長尾 元彦 稿「役員給与税制における損金算入要件のあり方」

長尾 元彦 稿
「役員給与税制における損金算入要件のあり方」

(名古屋商科大学大学院 院生)

 本論文は、残波事件第1審判決(東京地判平28.4.22税務訴訟資料266号順号12849)の抱える問題を意識しつつ、法人税法34条2項及び同法施行令の規定を分析することで役員給与の損金算入についての制度的問題点を摘出し、今後のあり方を検討する。

 筆者は、平成18年改正で一本化された役員給与の取扱いに関しては、法人の利益処分を予防し、株主及び役員を叱咤激励する制度であるとして評価する。役員給与の損金算入枠の「枠取り」については、定期同額給与の減額支給の場合には定期同額でない部分の損金不算入を、事前確定届出給与の減額の場合は全額の損金不算入を主張する(第1章)。残波事件1審判決については、判決が実質基準を適正に適用したか否かについて疑問を呈し、同基準の見直しの必要性を説く。筆者が着目するもう一つの判決、三和クリエーション事件第1審判決(東京地判平24.10.9訟月59-12-3182)については、事前確定届出給与の減額支給の場合に、前述の「枠取り」を認めてはならないという考え方を採用したとして積極的な評価を与える(第2章)。本論文の結論を展開する第3章は、前記施行令が租税法律主義に立脚していないこと、法34条2項が「不相当に高額な部分の金額を政令に白紙委任していること、課税庁が法人の自治に介入していること、法34条2項が大規模公開会社に適用された事例が見当たらないこと、同項を適用すると実質的二重課税となってしまうことなどの問題点を挙げ、今後のあり方として、①施行令70条1号イのうち、「当該役員の職務の内容」だけを残し他の3項目を廃止すること、②役員給与の「総額」の届出を義務化すること、の2点を提言している。
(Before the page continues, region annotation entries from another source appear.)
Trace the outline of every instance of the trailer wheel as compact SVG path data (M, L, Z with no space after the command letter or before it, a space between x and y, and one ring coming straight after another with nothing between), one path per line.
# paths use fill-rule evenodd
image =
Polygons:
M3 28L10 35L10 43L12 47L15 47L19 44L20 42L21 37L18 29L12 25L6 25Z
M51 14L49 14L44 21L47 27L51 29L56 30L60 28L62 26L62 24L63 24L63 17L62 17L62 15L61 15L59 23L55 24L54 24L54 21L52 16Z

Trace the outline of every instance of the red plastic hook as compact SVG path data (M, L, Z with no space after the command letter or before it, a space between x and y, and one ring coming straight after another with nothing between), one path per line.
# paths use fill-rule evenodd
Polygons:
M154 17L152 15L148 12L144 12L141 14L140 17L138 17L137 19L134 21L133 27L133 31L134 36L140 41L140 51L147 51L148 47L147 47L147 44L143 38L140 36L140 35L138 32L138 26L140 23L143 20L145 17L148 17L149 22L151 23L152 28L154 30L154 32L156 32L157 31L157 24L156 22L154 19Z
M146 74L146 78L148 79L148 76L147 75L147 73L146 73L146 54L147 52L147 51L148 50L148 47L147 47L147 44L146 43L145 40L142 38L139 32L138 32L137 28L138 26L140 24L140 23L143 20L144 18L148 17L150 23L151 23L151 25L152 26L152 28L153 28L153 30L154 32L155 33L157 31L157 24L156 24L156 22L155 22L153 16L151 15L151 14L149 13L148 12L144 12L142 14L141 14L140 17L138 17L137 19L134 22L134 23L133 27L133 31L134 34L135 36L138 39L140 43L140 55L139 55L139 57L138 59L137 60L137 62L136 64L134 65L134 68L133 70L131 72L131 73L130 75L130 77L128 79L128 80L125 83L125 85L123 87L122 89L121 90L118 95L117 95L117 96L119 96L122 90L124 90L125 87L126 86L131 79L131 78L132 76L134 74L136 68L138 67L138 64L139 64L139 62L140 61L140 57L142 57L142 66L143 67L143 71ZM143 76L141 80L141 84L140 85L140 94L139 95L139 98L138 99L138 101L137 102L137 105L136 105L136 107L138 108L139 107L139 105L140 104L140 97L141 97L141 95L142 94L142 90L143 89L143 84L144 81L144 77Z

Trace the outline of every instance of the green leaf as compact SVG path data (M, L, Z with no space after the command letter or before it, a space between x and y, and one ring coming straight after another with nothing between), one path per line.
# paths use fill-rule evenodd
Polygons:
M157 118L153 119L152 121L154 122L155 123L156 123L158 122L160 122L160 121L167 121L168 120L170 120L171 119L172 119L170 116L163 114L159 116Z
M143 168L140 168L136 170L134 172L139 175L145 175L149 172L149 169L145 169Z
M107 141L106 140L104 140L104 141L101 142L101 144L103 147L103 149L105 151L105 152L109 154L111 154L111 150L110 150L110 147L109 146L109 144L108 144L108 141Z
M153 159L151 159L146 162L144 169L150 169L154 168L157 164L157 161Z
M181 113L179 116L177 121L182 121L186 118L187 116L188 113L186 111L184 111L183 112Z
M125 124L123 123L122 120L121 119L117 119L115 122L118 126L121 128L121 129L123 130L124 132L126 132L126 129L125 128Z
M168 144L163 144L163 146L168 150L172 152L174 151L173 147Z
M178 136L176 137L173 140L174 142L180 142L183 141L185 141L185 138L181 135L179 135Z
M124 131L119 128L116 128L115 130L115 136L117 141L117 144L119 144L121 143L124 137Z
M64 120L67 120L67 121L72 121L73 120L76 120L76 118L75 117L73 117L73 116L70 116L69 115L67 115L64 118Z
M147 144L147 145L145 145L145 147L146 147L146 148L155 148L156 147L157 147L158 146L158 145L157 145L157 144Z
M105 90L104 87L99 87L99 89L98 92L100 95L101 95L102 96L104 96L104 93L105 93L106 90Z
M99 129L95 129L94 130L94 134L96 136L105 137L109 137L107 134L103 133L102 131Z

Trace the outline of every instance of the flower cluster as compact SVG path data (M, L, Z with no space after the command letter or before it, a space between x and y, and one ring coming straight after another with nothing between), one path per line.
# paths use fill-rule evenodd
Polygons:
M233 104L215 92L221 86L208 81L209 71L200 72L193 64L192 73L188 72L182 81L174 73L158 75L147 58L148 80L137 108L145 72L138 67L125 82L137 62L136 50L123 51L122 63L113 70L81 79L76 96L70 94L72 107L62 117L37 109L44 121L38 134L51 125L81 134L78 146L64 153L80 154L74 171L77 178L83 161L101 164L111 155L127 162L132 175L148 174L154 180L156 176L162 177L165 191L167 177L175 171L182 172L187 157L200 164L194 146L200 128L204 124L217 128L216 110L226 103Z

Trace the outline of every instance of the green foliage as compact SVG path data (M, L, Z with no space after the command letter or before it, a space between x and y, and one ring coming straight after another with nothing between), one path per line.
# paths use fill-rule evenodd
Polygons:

 本論文には、業績が低迷する日本企業を再興させ競争に生き残る企業を育てる上で、相応の役員給与を支払い役員の意識・モチベーションを高揚させることが重要であり、税制における役員給与の損金不算入規定がその障害になってはならないという筆者の強い想いが滲み出ている。そこには筆者の社会経験が反映されていると思われる。

 本論文は、平成18年改正後にも従前の法状態が存置されている法34条2項及びその委任に基づく施行令70条1号イの抱える問題点を二つの判例を用いて浮き彫りにしたうえ、今後の役員給与の損金算入制限のあり方を明快に論じている。前記の②は、役員の職務遂行の認識の強化、損金算入枠の枠取りの防止策として位置づけられており、説得力のある提言である。ただ、①については、非同族会社について「当該役員の職務の内容に照らし、・・・相当であると認められる金額を超える場合におけるその超える部分の金額」を存置することが、なぜ著者の強調する予測可能性の確保の要請を満たしうるのかについての説明が求められよう。研究者の立場に立つならば、どうしても説明不足の感は免れないが、奨励賞論文にまで、その説明まで求めるのは、少々酷な要求なのかも知れない。いずれにせよこの点は、本論文全体の意義を損なうものではない。以上を総合して、本論文は、租税資料館奨励賞を授与するにふさわしい意欲的な研究であると評価した。なお、本論文で取り上げる判決を考察の対象とし、同様の視点や問題意識から問題に取り組む論文は、近時、極めて多い。この論文のテーマのように多くの人から注目されている問題を取り上げる際には、よほど独自の論点を打ち出すか、目新しい視点からの研究をすることが求められることを、付記しておきたい。